To be able to constantly drive positive value from delight, companies need to establish a structured and sustainable delight engine—one with approaches that continually measure, design, and deliver delight at the right moment to the right person to generate positive returns. Through our research, we have identified three key levers that companies could use to create an effective delight engine.

Measure delight and its value

Companies first need to understand the moments of delight that resonate with various customer segments. Here, a mix of qualitative and quantitative research can help uncover what causes delight in a particular industry and along which customer journey. A robust delight measurement system that captures the intensity of joy and surprise across the customer journey can help qualify moments of delight. This further needs to be paired with incremental value measurement driven by delight across the journey, as well as the longevity of the incremental value received through various types of delight interventions.

This method can ensure that investment is focused in areas with the highest return potential. In our research, we found that a single moment of delight at the correct time in the right customer journey can increase loyalty and intent to spend for up to six to nine months after the delight experience.

By tracking the impact of delight interventions on key business outcomes such as loyalty, cross-sell, up-sell, and retention, companies can continually refine their delight interventions to create exceptional customer experiences and value.

Match design to experience

Designing unforgettable experiences isn’t solely a creative endeavor—it requires a design methodology that focuses on optimizing surprise and joy. Designing emotion-provoking moments for each target segment calls for a design methodology that has a deep understanding of customer emotions and triggers, followed by the curation, testing, and refinement of delight interventions that induce those emotions. These interventions can be significant, such as differentiating product features, or be micro-interventions such as a handwritten apology or appreciation note.

The design of delightful customer experiences could be embedded in a company’s capability building and culture change initiatives. As those who interact most with customers, frontliners could be empowered to embrace the change—particularly as digital transactions increase and customers look for more meaningful human interactions.
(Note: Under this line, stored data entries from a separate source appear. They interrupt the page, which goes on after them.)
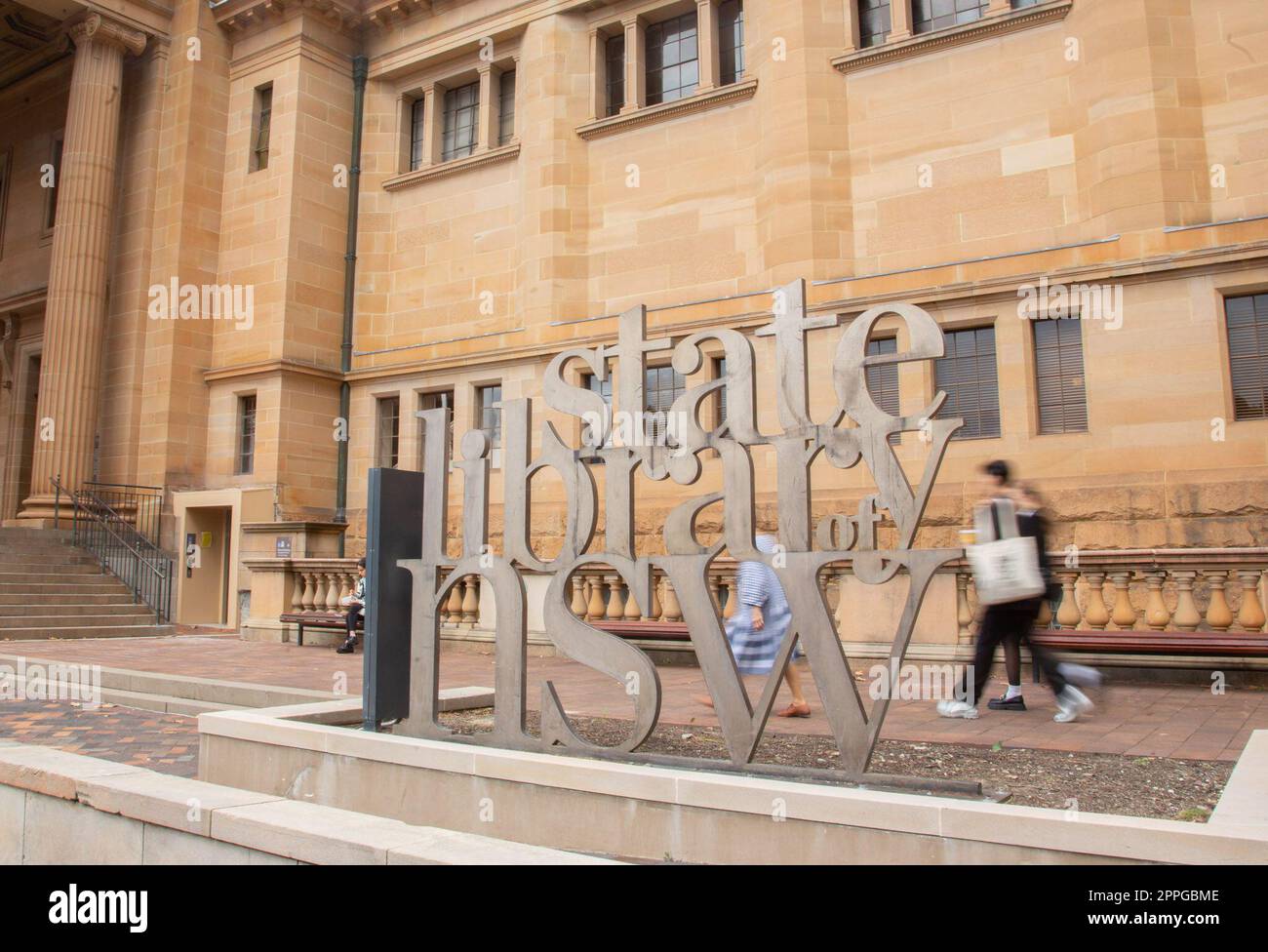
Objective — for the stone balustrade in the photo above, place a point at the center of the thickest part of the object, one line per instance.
(1159, 589)
(1145, 589)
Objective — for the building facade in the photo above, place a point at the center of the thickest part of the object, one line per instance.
(1076, 189)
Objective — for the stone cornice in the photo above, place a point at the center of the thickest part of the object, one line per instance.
(922, 43)
(453, 166)
(1005, 287)
(269, 368)
(96, 28)
(663, 112)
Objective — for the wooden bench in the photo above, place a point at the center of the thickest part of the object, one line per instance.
(325, 618)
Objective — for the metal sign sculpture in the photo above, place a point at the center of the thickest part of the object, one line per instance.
(803, 550)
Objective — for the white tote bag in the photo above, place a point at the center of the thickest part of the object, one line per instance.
(1005, 570)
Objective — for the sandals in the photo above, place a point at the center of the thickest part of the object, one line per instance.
(795, 710)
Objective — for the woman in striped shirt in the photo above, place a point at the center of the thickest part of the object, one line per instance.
(757, 626)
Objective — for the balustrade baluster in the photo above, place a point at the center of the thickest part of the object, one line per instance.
(672, 612)
(1069, 615)
(470, 601)
(615, 610)
(1187, 617)
(1250, 616)
(1217, 615)
(1157, 614)
(1124, 615)
(963, 613)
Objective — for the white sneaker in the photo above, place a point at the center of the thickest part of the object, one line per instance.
(958, 709)
(1073, 702)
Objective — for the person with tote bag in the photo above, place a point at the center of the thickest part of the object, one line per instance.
(1009, 564)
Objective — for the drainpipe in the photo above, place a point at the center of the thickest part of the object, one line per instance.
(360, 66)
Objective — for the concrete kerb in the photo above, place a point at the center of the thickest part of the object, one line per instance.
(178, 694)
(1119, 838)
(273, 825)
(206, 691)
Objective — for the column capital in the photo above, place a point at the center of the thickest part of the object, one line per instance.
(96, 28)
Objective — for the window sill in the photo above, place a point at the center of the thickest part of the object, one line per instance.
(922, 43)
(453, 166)
(663, 112)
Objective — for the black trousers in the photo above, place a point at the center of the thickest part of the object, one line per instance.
(1000, 622)
(350, 621)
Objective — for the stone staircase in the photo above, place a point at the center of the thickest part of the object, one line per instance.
(49, 588)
Disney, for example, is well known for consistently delighting people of all ages and under varying circumstances. It instills in guests a sense of joy and surprise through personalized encounters with Disney characters. What guests perceive as random and unexpected experiences of delight are, in fact, carefully choreographed by Disney.4 Take what is known as their “water art,” where they create magic while cleaning: this is a special kind of experience devised by the custodial team in which an employee, using just a broom and a bucket of water, draws favorite Disney and Pixar characters on the ground. Disney further embeds capabilities in its frontline staff for meaningful recovery during difficult moments.

Deliver personalized delight micro-interventions through data and AI

Companies can develop their own delight repositories—with major- as well as micro-interventions—that can be tapped into when needed to trigger the appropriate intervention at the correct moment for a specific individual. As we have shared previously in our Experience DNA article, the future of customer experience is holistic, predictive, and proactive, and this applies to delight, too. We believe that customer insights, in the age of big data, are a key reason why delight no longer needs to be an expensive proposition. In fact, data can be used to hyperpersonalize and prioritize delight-inducing micro-interventions for each customer, and can be delivered in a way that is sustainable, maximizing immediate ROI and customer lifetime value.


After years of considering customer delight to be an expensive option, companies now have a real opportunity to reconsider and unlock its benefits, while being prudent and effective. No longer do they need to have customers who are solely satisfied—once delighted, their customers could be motivated to return, refer, and add value.